Ferver e filtrar a água para beber ou cozinhar. Essa é a rotina da dona de casa Maria de Lourdes Gomes, 48 anos, moradora de Águas Lindas (GO). Como os outros 169.504 habitantes da cidade, Maria tem receio da água que consome porque a cidade não conta com saneamento básico e o líquido que chega às torneiras das casas está contaminado com o esgoto armazenado em fossas por toda a região, poluindo poços e lençóis freáticos. A falta de saneamento no município também ameaça o DF. Cerca de 65% da população da capital federal é abastecida pela Barragem do Descoberto, localizada próxima a Águas Lindas e também atingida pelo lixo jogado no solo.

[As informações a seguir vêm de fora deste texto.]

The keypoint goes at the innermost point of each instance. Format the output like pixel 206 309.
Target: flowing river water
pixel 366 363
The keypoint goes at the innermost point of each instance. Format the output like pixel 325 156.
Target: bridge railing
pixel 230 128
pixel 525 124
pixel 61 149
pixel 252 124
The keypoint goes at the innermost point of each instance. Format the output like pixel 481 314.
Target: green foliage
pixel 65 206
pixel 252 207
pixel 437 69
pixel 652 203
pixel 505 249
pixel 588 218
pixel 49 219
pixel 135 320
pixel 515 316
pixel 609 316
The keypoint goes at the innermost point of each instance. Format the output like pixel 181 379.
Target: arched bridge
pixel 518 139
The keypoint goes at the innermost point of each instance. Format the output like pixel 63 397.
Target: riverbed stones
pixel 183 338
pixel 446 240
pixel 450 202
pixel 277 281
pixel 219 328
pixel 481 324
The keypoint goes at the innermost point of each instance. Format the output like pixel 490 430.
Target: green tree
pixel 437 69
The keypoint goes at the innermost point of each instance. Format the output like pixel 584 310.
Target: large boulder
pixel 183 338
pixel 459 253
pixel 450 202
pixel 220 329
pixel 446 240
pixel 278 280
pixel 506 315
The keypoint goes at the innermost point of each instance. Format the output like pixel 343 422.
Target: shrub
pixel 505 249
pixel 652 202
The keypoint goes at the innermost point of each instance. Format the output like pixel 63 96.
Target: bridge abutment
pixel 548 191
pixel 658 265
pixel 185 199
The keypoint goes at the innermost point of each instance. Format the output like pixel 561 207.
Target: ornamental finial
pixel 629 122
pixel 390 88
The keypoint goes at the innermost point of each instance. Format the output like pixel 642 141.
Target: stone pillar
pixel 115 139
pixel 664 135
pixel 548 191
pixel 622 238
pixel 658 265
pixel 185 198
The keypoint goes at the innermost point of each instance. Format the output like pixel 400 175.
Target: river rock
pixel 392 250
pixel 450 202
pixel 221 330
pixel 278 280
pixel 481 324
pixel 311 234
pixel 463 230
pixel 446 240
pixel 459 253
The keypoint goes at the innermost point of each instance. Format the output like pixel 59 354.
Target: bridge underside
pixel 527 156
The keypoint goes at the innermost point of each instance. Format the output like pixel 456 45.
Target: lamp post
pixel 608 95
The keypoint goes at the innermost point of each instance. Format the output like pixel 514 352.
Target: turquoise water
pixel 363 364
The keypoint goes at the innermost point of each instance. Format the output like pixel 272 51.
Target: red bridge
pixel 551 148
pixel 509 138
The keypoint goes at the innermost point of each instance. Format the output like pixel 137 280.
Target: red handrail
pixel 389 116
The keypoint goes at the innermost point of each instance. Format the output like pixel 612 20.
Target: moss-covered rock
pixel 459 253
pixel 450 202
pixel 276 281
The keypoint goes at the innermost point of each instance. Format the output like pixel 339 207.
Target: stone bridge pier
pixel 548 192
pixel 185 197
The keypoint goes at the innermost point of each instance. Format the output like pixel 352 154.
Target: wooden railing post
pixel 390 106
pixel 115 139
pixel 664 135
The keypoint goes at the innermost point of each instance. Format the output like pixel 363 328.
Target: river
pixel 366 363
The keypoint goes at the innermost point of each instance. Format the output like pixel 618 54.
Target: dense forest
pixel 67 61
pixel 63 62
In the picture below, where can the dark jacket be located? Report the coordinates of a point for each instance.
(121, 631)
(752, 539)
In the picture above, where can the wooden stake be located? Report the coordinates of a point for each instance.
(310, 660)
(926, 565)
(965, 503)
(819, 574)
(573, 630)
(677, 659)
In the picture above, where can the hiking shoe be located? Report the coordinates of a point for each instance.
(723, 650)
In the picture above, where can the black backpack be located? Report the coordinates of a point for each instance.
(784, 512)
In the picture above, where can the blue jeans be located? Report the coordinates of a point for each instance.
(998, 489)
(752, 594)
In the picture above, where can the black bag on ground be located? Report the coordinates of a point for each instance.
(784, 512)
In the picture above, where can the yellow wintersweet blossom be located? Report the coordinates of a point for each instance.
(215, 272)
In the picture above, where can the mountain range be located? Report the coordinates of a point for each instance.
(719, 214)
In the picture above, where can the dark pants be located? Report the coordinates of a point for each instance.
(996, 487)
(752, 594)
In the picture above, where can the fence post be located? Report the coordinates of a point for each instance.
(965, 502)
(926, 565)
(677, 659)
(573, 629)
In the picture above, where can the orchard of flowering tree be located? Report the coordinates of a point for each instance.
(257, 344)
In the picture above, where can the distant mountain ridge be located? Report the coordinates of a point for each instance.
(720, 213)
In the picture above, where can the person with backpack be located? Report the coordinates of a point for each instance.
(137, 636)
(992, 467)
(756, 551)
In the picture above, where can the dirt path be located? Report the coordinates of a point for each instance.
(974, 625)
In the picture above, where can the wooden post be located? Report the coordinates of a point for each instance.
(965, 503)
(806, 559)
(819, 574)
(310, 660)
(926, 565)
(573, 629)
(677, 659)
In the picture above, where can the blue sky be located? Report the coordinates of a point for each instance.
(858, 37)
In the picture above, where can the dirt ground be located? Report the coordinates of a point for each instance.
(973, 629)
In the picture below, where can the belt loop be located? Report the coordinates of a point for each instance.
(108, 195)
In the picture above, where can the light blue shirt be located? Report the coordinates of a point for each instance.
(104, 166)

Maria de Lourdes reclama que ;até o gosto da água é diferente;. ;O sabor é ruim. E acho que melhoraria se colocassem esgoto na cidade. A água suja das fossas estraga a que a gente bebe. Nos postos de saúde, eles dão até cloro para a população;, conta. A autônoma Cléa Maria Moreira e Silva, 44 anos, também tem medo de adoecer por consumir a água da cidade. ;Temos que tratá-la em casa. Nos hospitais, sempre tem alguém com diarreia e vômito, provocados pela água suja. Tenho duas filhas pequenas, uma de 9 e outra de 12 anos. Não vou arriscar;, diz.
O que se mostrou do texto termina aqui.